In the years before America’s bloody Civil War ended black slavery, it was euphemistically called the nation’s “peculiar institution.”
Historian Amy Tanner Thiriot says it was even more peculiar in the prewar Utah Territory, where Southern converts to Mormonism, making the journey to their faith’s desert refuge in the late 1840s and early 1850s, brought about 100 slaves with them.
“The slave owners [had] to adjust how they dealt with their slaves outside of the South,” Thiriot says. “They were used to controlling slaves by violence, slave patrols and the threat of sale.”
Thiriot — who will speak on “Black Mormon Pioneer Experiences” on Thursday at 7 p.m. at the LDS Church History Museum, 45 N. West Temple, in downtown Salt Lake City — says these Southerners found little support for their slaveholding ways in Zion.
“They found themselves,” she explains, “surrounded by largely Northern and European [Mormons] and subject to the governance of Vermont native Brigham Young, who was opposed to the practices of Southern slavery.”
Until Congress erased slavery in all the territories in 1862, Young, the Mormon prophet, and the fledgling Church of Jesus Christ of Latter-day Saints struggled to find compromise between members’ general opposition to slavery and its practice in Utah.

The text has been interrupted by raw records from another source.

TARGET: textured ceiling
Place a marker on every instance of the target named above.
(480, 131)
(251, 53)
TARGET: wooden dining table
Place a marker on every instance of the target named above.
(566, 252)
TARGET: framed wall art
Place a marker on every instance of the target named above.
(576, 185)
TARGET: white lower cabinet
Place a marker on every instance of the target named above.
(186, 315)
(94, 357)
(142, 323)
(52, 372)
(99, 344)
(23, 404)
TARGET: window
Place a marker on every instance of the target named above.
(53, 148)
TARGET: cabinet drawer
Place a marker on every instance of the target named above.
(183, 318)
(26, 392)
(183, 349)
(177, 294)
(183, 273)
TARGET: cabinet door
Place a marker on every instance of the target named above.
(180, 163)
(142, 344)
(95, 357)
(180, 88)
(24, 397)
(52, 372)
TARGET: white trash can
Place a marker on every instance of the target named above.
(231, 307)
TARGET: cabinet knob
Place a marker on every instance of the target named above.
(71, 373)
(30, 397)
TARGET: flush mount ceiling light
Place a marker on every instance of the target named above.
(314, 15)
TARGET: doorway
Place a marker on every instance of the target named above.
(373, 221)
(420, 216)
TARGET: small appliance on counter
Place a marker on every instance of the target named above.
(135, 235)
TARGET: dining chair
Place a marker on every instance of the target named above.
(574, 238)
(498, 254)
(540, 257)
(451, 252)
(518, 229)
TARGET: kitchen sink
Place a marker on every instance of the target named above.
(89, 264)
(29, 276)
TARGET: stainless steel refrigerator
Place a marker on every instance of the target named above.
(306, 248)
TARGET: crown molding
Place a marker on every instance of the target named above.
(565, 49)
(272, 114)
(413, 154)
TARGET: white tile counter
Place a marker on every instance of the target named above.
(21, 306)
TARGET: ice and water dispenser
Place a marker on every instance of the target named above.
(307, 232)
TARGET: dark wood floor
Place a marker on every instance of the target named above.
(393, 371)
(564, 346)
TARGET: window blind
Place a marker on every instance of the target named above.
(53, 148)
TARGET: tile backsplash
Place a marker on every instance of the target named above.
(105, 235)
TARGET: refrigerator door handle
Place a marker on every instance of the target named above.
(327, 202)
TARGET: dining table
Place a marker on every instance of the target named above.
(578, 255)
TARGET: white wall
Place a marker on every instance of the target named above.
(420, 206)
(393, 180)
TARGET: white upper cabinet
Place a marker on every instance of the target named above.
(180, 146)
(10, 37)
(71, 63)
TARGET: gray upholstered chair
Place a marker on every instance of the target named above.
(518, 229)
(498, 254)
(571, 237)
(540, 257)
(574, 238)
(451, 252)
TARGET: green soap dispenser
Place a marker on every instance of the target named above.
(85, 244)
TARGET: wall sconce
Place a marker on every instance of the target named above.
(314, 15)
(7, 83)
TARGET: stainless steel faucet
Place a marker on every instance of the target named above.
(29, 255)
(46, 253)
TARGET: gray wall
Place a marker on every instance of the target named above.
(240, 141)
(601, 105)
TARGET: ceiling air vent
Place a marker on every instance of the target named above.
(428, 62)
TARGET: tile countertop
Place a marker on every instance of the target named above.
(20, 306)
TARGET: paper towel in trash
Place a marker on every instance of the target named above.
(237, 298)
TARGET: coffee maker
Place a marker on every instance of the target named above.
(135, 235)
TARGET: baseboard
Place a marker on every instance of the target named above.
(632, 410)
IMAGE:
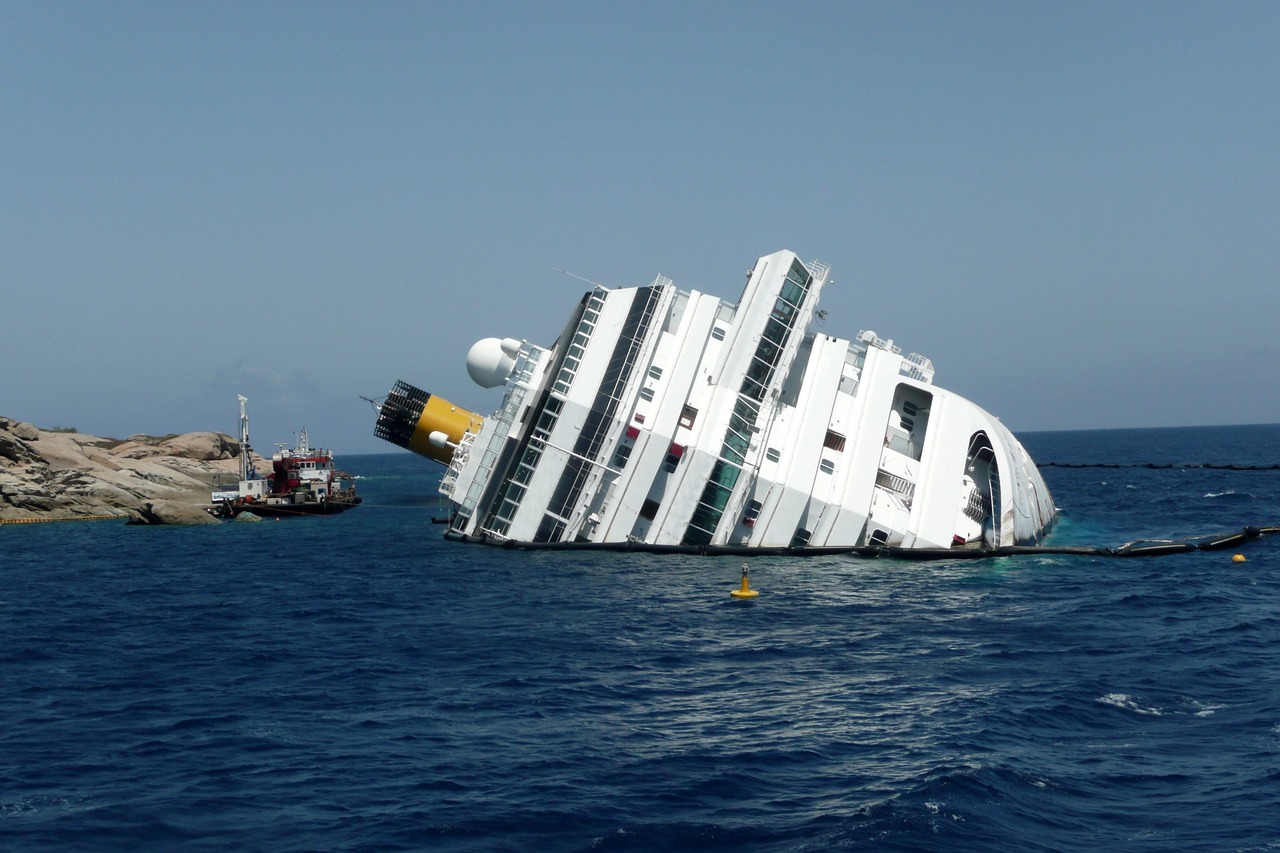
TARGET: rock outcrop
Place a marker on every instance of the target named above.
(53, 474)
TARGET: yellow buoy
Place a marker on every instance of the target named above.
(745, 589)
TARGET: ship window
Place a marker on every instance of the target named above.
(621, 455)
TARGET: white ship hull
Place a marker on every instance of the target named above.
(670, 418)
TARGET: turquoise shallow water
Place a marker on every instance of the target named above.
(359, 683)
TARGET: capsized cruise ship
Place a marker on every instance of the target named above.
(670, 419)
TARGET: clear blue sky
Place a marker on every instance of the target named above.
(1073, 209)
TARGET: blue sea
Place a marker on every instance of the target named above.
(356, 683)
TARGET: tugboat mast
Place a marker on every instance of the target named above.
(245, 464)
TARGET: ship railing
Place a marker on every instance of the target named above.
(818, 269)
(917, 366)
(461, 454)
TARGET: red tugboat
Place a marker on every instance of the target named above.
(304, 480)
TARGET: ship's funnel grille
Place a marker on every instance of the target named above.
(400, 414)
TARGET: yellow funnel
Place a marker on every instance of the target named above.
(410, 415)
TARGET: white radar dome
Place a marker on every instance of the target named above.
(489, 361)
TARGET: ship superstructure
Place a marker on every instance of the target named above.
(671, 418)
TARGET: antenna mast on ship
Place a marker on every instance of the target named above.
(245, 465)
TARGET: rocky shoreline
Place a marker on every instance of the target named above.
(49, 475)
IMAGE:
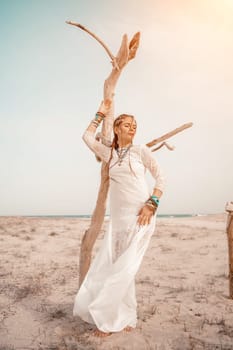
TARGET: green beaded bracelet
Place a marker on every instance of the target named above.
(155, 199)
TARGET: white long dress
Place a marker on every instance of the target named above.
(106, 297)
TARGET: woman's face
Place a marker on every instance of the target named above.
(126, 130)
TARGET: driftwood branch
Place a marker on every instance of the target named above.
(171, 148)
(123, 55)
(94, 36)
(229, 209)
(168, 135)
(127, 51)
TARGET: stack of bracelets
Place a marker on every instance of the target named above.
(98, 119)
(153, 202)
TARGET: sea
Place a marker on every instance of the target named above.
(87, 216)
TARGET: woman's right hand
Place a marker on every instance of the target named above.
(105, 107)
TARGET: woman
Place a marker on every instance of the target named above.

Thiriot’s research focuses on five Southern families who migrated to the territory, bringing 99 African-American slaves with them.
One of them was Green Flake, who had accompanied other slaves owned by Mississippians James and Agnes Flake first to Nauvoo, Ill., and then on to Utah as part of the Mormon migration. Stories have been told about Green Flake being donated as tithing to the LDS Church, and Young in particular, by the then-widowed Agnes Flake.
Thiriot has serious doubts about those tales. She argues that her research indicates that the widow “hired him out to Brigham Young for a year to solve a complex problem that involved her family’s poverty.”
“Green Flake worked for him about a year and then became a freeman,” she says. “One of the interesting things I found during my research is that the descendants of the enslaved . . . almost uniformly recalled that their families loved and respected Brigham Young.”
Flake, who had been baptized into the LDS Church in 1844 and drove the wagon that brought Young into the Salt Lake Valley in 1847, was freed by Young in 1854 after a year’s personal service to the leader. After his wife died, Flake moved in 1885 to Idaho, where he joined his children and grandchildren. He died in 1903.
Flake is one of a dozen African-American Utah pioneers Thiriot plans to highlight during her free presentation Thursday.
Thiriot, a Brigham Young University history graduate, has written and spoken extensively on genealogical research, particularly stories of 19th- and early 20th-century Latter-day Saints.
She is working on a book for University of Utah Press tentatively titled “Slaves in Zion: African American Servitude in Utah Territory, 1847-1862.”
(Tribune file photo) A reproduction of an 1897 Tribune woodcut of Green Flake, one of nearly 100 slaves brought to Utah in pre-Civil War days.